DESCRIPTION (provided by applicant): Hepatitis C remains a global epidemic. At least 130 million individuals suffer from chronic hepatitis C, which is caused by hepatitis C virus (HCV) - a positive sense, single-stranded RNA virus of the Flaviviridae family. HCV has a high propensity for establishing chronic infection. If untreated chronic HCV carriers can develop severe liver disease including fibrosis, cirrhosis and hepatocellular carcinoma (HCC). Antiviral treatment is only partially effective, costly and often poorly tolerated. A prophylactic or therapeutic vaccine for HCV does not exist. Development of more effective therapies and vaccines has been hampered by the lack of a suitable small animal model. Building on our previous observation that CD81 and occludin (OCLN) comprise the minimal set of human factors required to render mouse cells permissive for HCV entry in vitro, we attempted murine humanization via a genetic approach. We demonstrated that expression of the two human genes is sufficient to allow HCV infection of fully immunocompetent inbred mice. We provide comprehensive preliminary data demonstrating that a combination of innate and adaptive immune responses restricts persistent HCV replication in these mice. We demonstrate that blunting antiviral immunity in mice expressing human CD81 and OCLN results in low level, viremia over several weeks. This observation provides critical evidence for the feasibility of adapting HCV to replicate efficientlyin conditioned inbred mouse strain. We now propose to systematically overcome additional blocks to interspecies growth of the HCV by exploiting HCV's remarkable genetic plasticity. Our studies will ultimately lead to a fully immunocompetent mouse model for HCV infection, which we will use to study HCV-associated liver disease. An inbred mouse model that supports the entire HCV life-cycle opens unprecedented opportunities to genetically dissect HCV infection in vivo and provides an important preclinical platform for testing and prioritizing drug and vaccine candidates.
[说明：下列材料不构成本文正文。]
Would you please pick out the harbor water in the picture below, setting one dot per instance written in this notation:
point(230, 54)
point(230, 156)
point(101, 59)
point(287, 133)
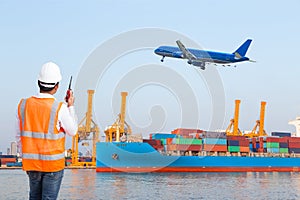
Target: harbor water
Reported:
point(87, 184)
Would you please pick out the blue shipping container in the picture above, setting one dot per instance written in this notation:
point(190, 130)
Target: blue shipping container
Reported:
point(233, 143)
point(283, 145)
point(158, 136)
point(215, 141)
point(281, 134)
point(273, 150)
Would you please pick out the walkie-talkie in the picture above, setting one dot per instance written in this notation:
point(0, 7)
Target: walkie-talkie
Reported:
point(68, 91)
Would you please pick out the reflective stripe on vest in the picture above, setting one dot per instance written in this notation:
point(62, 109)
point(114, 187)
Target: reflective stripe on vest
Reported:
point(51, 127)
point(43, 157)
point(37, 155)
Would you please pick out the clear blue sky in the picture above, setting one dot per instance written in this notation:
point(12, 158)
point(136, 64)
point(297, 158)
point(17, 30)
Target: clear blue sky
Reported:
point(66, 32)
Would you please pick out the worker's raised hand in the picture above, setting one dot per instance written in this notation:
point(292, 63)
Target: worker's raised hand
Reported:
point(71, 99)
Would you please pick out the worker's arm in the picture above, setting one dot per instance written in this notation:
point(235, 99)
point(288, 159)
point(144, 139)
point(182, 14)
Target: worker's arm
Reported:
point(18, 135)
point(67, 117)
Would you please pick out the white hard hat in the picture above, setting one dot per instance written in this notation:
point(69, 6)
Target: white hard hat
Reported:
point(50, 73)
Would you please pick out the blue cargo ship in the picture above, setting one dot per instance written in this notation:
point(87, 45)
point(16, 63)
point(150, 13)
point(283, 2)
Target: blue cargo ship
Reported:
point(142, 157)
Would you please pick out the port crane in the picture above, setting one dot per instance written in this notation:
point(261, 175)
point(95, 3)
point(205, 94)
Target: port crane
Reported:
point(233, 128)
point(88, 132)
point(119, 130)
point(259, 124)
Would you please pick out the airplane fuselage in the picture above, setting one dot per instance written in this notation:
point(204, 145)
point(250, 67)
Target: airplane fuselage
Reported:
point(202, 55)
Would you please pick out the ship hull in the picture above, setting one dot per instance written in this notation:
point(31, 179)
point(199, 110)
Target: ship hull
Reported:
point(142, 157)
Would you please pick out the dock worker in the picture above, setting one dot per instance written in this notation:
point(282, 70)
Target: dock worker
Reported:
point(42, 123)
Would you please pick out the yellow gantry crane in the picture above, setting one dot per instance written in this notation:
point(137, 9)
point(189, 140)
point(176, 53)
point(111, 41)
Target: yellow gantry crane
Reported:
point(87, 131)
point(119, 129)
point(233, 128)
point(259, 124)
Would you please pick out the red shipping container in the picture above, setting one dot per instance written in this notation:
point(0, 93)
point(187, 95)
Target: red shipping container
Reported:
point(283, 140)
point(211, 147)
point(294, 139)
point(171, 147)
point(273, 139)
point(236, 138)
point(244, 149)
point(294, 144)
point(244, 143)
point(7, 160)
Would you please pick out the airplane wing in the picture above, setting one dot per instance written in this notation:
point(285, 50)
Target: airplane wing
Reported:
point(186, 52)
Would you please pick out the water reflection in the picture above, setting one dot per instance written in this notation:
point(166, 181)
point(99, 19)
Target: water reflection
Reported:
point(87, 184)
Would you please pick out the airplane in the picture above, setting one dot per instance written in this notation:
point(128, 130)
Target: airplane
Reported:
point(200, 58)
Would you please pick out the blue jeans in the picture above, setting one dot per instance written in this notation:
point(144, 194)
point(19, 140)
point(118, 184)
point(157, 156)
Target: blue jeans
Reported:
point(44, 185)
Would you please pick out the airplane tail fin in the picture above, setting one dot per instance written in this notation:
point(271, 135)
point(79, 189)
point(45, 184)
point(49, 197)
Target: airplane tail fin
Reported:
point(242, 50)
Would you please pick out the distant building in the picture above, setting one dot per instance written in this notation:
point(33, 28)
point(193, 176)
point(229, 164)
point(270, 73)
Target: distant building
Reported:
point(13, 148)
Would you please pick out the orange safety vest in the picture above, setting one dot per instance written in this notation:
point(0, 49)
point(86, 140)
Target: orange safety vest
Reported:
point(43, 145)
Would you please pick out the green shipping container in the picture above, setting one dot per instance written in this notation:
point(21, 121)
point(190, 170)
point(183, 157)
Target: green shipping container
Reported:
point(233, 148)
point(272, 145)
point(188, 141)
point(284, 150)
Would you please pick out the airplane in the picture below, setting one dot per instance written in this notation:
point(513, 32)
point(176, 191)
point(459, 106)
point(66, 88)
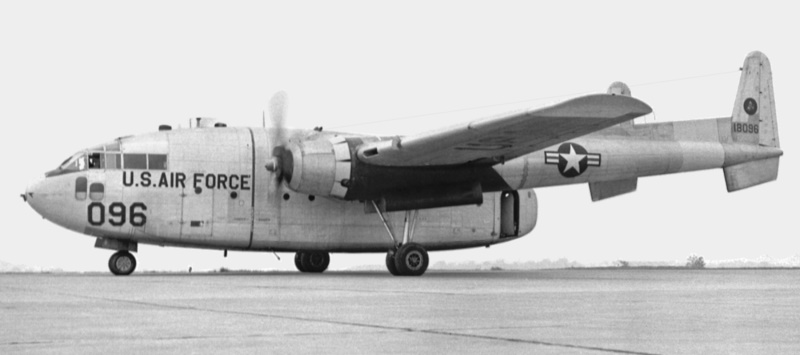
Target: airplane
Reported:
point(315, 192)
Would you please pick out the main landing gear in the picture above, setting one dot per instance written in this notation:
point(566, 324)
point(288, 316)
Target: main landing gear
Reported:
point(405, 258)
point(122, 263)
point(312, 261)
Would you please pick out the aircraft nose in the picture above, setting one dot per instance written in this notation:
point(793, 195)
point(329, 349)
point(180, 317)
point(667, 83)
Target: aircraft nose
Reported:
point(29, 192)
point(33, 195)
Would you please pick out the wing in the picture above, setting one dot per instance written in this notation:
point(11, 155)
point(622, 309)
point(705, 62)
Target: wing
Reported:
point(508, 136)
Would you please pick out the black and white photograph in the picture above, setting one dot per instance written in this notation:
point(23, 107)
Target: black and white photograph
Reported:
point(376, 177)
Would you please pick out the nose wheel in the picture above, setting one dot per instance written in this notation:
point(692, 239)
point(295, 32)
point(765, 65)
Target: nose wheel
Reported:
point(122, 263)
point(312, 261)
point(409, 260)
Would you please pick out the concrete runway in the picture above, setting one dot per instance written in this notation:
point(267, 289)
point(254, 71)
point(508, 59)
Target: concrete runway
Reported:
point(557, 311)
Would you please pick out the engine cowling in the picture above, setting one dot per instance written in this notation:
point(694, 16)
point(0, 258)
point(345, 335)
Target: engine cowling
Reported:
point(318, 166)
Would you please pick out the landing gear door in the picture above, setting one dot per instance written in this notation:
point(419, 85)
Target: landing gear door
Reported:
point(198, 213)
point(509, 214)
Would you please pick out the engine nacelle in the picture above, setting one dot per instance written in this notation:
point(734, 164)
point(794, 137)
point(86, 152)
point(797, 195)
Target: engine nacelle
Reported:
point(318, 166)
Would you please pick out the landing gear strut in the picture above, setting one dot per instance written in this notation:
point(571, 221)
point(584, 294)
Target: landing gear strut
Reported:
point(405, 258)
point(312, 261)
point(122, 263)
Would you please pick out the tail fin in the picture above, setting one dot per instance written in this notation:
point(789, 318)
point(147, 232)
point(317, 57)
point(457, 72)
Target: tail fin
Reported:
point(754, 109)
point(754, 126)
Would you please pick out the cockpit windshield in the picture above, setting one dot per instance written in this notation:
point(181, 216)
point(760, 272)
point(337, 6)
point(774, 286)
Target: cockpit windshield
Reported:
point(72, 164)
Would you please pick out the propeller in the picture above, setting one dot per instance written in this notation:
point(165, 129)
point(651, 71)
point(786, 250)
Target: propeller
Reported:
point(282, 162)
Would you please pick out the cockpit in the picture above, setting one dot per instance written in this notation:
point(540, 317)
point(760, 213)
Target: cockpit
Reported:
point(109, 156)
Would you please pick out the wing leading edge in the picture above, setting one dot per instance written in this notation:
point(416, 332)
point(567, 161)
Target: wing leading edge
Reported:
point(508, 136)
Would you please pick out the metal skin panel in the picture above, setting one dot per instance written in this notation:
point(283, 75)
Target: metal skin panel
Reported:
point(342, 226)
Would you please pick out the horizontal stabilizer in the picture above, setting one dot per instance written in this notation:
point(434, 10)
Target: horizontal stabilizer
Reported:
point(607, 189)
point(751, 173)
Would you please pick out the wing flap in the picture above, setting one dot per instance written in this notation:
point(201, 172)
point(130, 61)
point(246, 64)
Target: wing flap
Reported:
point(508, 136)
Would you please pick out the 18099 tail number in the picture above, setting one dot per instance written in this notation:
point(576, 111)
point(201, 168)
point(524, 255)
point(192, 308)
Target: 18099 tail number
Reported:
point(118, 214)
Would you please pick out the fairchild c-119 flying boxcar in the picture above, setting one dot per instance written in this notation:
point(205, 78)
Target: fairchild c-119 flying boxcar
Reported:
point(315, 192)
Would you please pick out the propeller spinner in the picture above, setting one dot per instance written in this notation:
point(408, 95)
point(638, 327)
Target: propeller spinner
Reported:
point(282, 162)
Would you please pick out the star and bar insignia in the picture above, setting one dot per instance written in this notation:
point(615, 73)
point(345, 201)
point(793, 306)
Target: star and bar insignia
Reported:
point(572, 159)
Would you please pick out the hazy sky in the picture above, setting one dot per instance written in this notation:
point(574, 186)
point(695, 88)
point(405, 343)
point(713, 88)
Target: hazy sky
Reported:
point(75, 74)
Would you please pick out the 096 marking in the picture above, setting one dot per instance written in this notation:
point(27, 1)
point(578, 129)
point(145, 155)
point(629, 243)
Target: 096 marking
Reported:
point(117, 214)
point(739, 127)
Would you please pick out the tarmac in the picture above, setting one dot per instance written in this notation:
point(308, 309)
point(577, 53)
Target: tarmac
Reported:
point(575, 311)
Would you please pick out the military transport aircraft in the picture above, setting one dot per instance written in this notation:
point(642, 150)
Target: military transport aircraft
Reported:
point(315, 192)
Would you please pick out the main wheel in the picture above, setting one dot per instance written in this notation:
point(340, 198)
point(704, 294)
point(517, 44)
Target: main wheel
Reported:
point(298, 261)
point(390, 263)
point(315, 261)
point(411, 260)
point(122, 263)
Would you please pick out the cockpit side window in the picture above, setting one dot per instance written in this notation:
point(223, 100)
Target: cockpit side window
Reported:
point(135, 161)
point(95, 160)
point(157, 161)
point(98, 160)
point(113, 161)
point(80, 188)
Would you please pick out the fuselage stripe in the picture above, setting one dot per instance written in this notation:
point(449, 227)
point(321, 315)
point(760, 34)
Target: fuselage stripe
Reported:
point(253, 191)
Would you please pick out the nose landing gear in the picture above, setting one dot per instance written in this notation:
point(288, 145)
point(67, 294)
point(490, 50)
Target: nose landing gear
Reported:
point(312, 261)
point(122, 263)
point(409, 260)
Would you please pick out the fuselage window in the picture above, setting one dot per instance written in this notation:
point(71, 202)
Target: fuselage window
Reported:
point(157, 161)
point(135, 161)
point(80, 188)
point(96, 191)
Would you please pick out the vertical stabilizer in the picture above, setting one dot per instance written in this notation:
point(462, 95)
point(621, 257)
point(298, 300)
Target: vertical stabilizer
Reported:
point(753, 119)
point(753, 123)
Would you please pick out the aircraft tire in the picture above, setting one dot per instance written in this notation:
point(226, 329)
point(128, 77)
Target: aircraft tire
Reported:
point(315, 261)
point(390, 263)
point(411, 260)
point(298, 261)
point(122, 263)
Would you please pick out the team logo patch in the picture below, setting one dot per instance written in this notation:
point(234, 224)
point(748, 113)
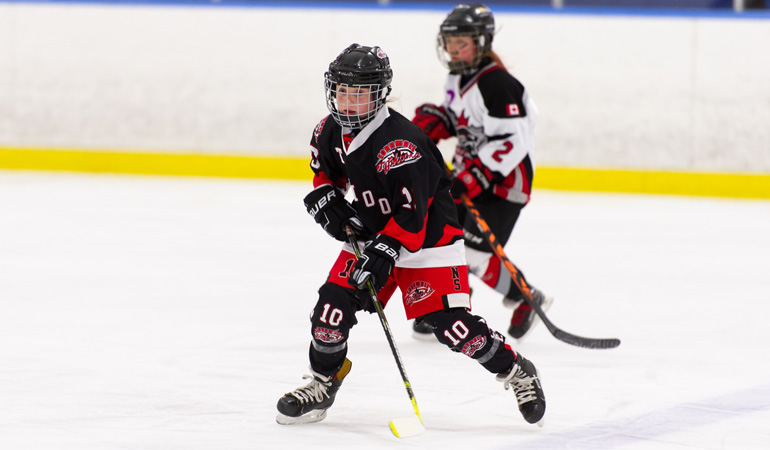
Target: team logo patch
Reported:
point(396, 154)
point(319, 128)
point(417, 292)
point(474, 345)
point(327, 335)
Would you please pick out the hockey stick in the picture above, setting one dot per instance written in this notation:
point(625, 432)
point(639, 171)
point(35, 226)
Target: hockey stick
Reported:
point(521, 283)
point(402, 426)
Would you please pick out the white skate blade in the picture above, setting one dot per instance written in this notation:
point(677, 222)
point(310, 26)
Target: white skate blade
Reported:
point(406, 426)
point(316, 415)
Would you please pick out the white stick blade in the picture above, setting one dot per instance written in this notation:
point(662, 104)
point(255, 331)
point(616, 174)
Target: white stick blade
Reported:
point(406, 426)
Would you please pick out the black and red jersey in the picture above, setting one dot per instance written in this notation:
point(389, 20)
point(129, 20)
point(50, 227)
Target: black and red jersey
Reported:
point(397, 175)
point(494, 119)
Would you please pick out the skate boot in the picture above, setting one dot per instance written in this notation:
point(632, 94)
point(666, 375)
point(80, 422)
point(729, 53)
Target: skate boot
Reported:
point(525, 381)
point(524, 318)
point(309, 403)
point(422, 331)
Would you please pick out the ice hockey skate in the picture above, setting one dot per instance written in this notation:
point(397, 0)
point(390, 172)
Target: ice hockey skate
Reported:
point(524, 317)
point(525, 381)
point(309, 403)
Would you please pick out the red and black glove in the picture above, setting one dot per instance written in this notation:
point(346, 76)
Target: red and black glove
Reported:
point(376, 263)
point(434, 121)
point(327, 205)
point(474, 180)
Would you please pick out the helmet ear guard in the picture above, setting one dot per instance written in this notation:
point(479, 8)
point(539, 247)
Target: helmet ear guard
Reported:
point(358, 67)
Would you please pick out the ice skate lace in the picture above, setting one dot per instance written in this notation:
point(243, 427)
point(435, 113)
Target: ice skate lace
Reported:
point(316, 389)
point(521, 384)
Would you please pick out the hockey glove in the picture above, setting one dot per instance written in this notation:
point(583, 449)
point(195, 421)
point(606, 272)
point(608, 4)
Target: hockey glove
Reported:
point(376, 263)
point(473, 181)
point(434, 121)
point(327, 205)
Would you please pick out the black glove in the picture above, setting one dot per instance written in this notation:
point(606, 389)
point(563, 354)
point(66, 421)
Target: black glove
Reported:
point(473, 180)
point(329, 208)
point(434, 121)
point(376, 263)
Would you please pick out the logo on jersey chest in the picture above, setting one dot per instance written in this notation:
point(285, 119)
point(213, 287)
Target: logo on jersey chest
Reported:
point(328, 336)
point(474, 345)
point(396, 154)
point(418, 291)
point(319, 128)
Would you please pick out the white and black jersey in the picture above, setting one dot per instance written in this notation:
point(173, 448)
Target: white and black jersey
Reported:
point(398, 177)
point(494, 120)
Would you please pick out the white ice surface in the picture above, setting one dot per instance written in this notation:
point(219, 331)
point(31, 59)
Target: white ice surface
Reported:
point(172, 313)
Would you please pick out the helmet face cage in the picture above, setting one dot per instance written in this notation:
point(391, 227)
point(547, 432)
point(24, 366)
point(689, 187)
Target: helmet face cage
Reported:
point(353, 105)
point(475, 21)
point(357, 85)
point(480, 42)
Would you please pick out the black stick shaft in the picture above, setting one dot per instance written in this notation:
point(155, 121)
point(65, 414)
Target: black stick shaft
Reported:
point(521, 283)
point(385, 326)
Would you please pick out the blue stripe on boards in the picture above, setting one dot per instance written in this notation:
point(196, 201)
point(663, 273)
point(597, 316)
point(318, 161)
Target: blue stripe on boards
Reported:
point(422, 6)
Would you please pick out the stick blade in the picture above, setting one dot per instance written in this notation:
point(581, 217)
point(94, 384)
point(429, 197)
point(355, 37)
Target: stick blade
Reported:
point(404, 427)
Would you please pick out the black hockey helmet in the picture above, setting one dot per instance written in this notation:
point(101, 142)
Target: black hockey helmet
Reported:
point(358, 67)
point(474, 20)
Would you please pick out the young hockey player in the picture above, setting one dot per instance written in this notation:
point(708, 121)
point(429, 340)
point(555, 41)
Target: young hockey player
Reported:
point(405, 217)
point(493, 118)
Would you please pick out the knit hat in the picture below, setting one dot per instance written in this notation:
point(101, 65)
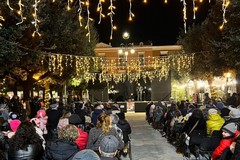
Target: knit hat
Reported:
point(230, 128)
point(234, 113)
point(220, 105)
point(13, 116)
point(36, 121)
point(41, 113)
point(14, 124)
point(212, 111)
point(54, 105)
point(75, 119)
point(109, 144)
point(86, 154)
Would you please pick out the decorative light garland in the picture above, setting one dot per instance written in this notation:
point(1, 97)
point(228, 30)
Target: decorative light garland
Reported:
point(36, 20)
point(131, 15)
point(20, 12)
point(110, 14)
point(109, 69)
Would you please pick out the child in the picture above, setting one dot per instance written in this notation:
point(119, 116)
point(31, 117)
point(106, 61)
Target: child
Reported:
point(229, 133)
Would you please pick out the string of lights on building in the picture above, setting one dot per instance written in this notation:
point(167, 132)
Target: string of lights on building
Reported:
point(118, 70)
point(110, 13)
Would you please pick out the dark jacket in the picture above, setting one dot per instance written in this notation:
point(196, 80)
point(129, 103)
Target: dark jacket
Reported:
point(236, 154)
point(31, 152)
point(60, 150)
point(191, 122)
point(126, 129)
point(95, 114)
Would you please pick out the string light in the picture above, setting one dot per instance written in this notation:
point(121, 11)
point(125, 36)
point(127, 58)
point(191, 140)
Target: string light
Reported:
point(131, 15)
point(36, 20)
point(80, 12)
point(110, 14)
point(225, 4)
point(9, 6)
point(20, 12)
point(184, 15)
point(87, 27)
point(99, 9)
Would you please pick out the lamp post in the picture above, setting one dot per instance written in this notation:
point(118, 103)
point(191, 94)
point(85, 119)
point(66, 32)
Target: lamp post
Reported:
point(126, 47)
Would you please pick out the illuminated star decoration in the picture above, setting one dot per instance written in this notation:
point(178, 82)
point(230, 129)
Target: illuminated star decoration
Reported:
point(36, 20)
point(99, 9)
point(110, 14)
point(131, 15)
point(20, 12)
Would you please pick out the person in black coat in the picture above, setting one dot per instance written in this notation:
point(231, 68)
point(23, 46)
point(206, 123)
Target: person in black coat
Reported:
point(124, 126)
point(64, 148)
point(25, 144)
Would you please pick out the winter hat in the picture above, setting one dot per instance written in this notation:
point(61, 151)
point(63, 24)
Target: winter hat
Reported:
point(54, 105)
point(75, 119)
point(14, 124)
point(13, 116)
point(212, 111)
point(230, 128)
point(109, 144)
point(234, 113)
point(225, 112)
point(41, 113)
point(36, 121)
point(220, 105)
point(86, 154)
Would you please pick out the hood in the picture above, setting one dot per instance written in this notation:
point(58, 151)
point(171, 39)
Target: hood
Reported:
point(215, 117)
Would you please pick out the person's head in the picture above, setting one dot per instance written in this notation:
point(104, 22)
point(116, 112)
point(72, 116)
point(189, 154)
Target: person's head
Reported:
point(108, 146)
point(197, 113)
point(104, 122)
point(26, 134)
point(75, 119)
point(69, 133)
point(229, 130)
point(114, 118)
point(234, 113)
point(86, 154)
point(14, 124)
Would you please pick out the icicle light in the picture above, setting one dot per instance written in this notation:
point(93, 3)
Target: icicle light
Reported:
point(184, 15)
point(36, 20)
point(87, 27)
point(20, 12)
point(131, 15)
point(110, 14)
point(225, 4)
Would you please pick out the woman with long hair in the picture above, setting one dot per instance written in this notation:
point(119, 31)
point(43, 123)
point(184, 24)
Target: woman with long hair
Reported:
point(25, 144)
point(103, 128)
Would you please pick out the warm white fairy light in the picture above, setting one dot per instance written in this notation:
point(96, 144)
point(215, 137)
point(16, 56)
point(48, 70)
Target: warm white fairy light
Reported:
point(36, 20)
point(99, 9)
point(184, 15)
point(131, 15)
point(20, 12)
point(87, 27)
point(194, 9)
point(80, 12)
point(110, 14)
point(9, 6)
point(225, 4)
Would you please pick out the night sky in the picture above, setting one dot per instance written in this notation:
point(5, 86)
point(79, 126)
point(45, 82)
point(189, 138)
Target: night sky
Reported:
point(154, 22)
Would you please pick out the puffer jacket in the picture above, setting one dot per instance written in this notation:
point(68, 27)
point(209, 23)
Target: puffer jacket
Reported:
point(224, 144)
point(60, 150)
point(31, 152)
point(82, 139)
point(214, 122)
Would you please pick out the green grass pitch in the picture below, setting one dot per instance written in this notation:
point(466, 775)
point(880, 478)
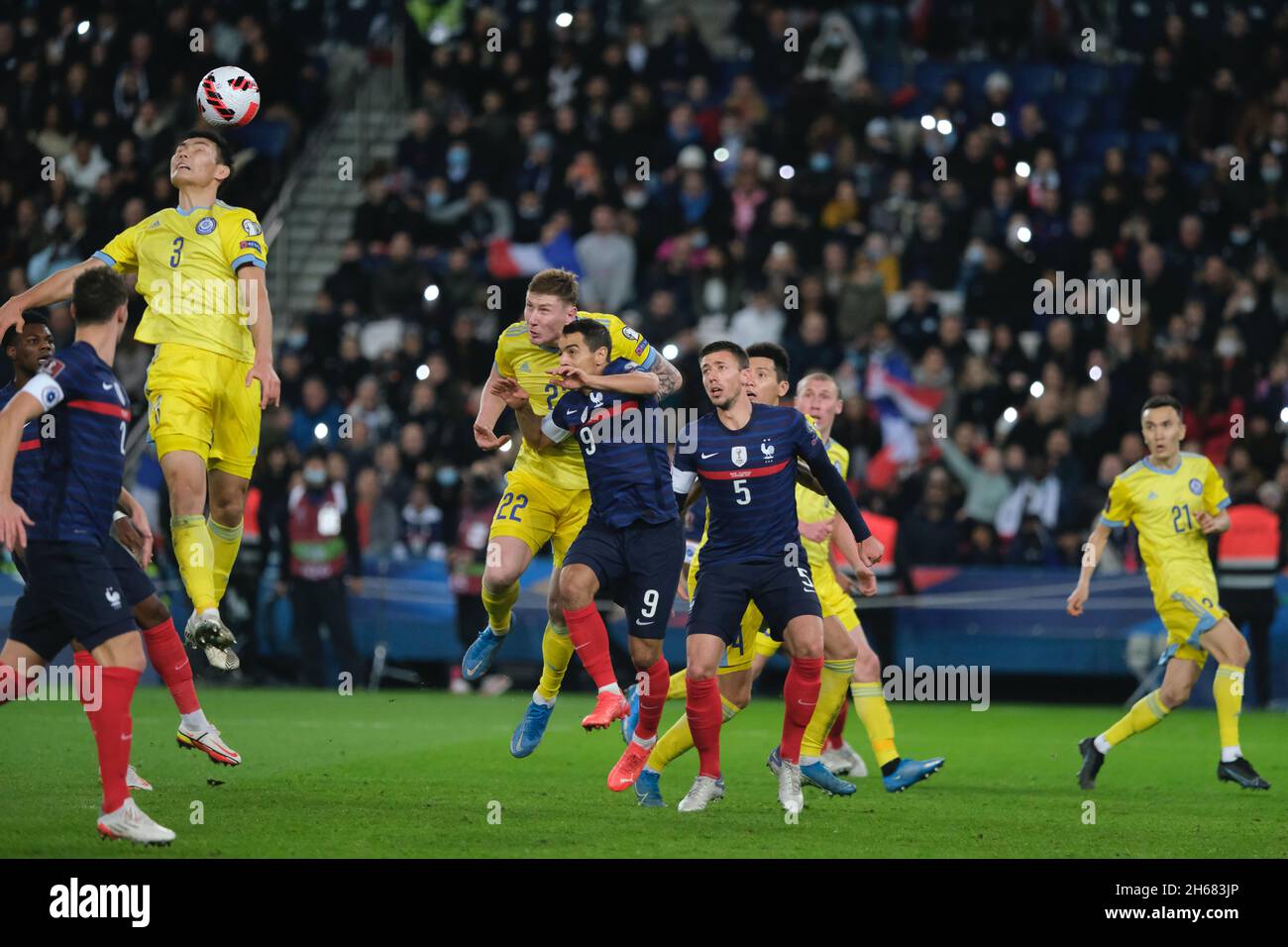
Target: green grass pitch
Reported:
point(410, 774)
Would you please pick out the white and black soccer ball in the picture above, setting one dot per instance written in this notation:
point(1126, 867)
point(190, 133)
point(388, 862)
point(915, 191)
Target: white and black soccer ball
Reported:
point(228, 95)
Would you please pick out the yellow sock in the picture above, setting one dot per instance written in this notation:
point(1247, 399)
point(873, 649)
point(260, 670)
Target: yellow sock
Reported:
point(555, 654)
point(872, 710)
point(678, 686)
point(226, 540)
point(831, 698)
point(498, 604)
point(1144, 714)
point(196, 558)
point(679, 740)
point(1228, 693)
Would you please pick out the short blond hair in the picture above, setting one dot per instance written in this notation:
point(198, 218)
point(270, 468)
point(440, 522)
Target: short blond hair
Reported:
point(561, 283)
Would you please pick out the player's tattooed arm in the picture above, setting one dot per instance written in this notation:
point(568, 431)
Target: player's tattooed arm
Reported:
point(668, 375)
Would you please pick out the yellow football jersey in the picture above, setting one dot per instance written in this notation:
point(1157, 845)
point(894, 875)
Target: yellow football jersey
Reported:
point(518, 357)
point(811, 508)
point(1164, 506)
point(187, 264)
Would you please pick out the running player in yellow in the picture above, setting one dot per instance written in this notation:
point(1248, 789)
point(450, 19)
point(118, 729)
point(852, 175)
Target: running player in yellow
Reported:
point(546, 495)
point(819, 398)
point(1176, 500)
point(201, 270)
point(771, 381)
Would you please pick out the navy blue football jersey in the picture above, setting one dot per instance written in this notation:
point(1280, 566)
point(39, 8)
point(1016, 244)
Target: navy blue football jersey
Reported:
point(71, 492)
point(626, 462)
point(750, 479)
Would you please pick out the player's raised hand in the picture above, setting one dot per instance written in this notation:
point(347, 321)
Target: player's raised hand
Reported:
point(13, 525)
point(509, 390)
point(269, 385)
point(487, 440)
point(871, 551)
point(1077, 599)
point(11, 315)
point(819, 531)
point(568, 377)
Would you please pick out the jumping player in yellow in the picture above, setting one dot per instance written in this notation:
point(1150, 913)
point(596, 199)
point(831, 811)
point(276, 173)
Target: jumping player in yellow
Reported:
point(818, 397)
point(546, 495)
point(201, 270)
point(1176, 500)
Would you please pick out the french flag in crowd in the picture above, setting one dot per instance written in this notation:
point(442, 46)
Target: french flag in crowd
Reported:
point(901, 403)
point(506, 261)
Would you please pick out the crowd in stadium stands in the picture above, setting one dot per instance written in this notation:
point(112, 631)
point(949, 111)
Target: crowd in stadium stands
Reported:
point(794, 195)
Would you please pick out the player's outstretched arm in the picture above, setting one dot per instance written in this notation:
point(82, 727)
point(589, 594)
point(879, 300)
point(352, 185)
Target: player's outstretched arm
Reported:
point(13, 519)
point(53, 289)
point(1093, 551)
point(490, 406)
point(261, 324)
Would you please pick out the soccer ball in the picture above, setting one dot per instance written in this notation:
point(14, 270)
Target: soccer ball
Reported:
point(228, 95)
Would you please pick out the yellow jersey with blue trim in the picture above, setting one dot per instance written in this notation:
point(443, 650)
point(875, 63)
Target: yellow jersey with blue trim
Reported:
point(187, 263)
point(518, 357)
point(1164, 504)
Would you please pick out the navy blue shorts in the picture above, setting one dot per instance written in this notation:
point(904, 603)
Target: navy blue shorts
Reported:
point(724, 590)
point(72, 591)
point(639, 565)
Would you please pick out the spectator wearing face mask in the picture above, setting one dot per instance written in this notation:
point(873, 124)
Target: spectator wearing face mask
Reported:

描述（由申请人提供）：丙型肝炎仍然是一种全球流行病。至少有1.3亿人患有慢性丙型肝炎，这是由丙型肝炎病毒（HCV）引起的-一种黄病毒科的正义单链RNA病毒。HCV具有建立慢性感染的高倾向。如果未经治疗，慢性HCV携带者可发展为严重的肝脏疾病，包括纤维化、肝硬化和肝细胞癌（HCC）。抗病毒治疗只是部分有效，昂贵，而且往往耐受性差。目前还不存在HCV的预防性或治疗性疫苗。由于缺乏合适的小动物模型，更有效的治疗方法和疫苗的开发受到阻碍。基于我们先前的观察，即CD 81和闭合蛋白（OCLN）包含使小鼠细胞允许HCV体外进入所需的最小人类因素集，我们尝试通过遗传方法进行鼠人源化。我们证明，这两个人类基因的表达是足够的，使HCV感染的完全免疫能力的近交系小鼠。我们提供了全面的初步数据表明，先天性和适应性免疫反应的组合限制了这些小鼠中持续的HCV复制。我们证明，在表达人CD 81和OCLN的小鼠中，钝化抗病毒免疫导致低水平的病毒血症持续数周。这一观察结果为HCV在条件近交系小鼠中有效复制的可行性提供了关键证据。我们现在建议系统地克服额外的块HCV的种间生长，利用HCV的显着的遗传可塑性。我们的研究将最终导致一个完全免疫活性的HCV感染小鼠模型，我们将使用它来研究HCV相关的肝脏疾病。支持整个HCV生命周期的近交系小鼠模型为体内基因解剖HCV感染提供了前所未有的机会，并为测试和优先考虑候选药物和疫苗提供了重要的临床前平台。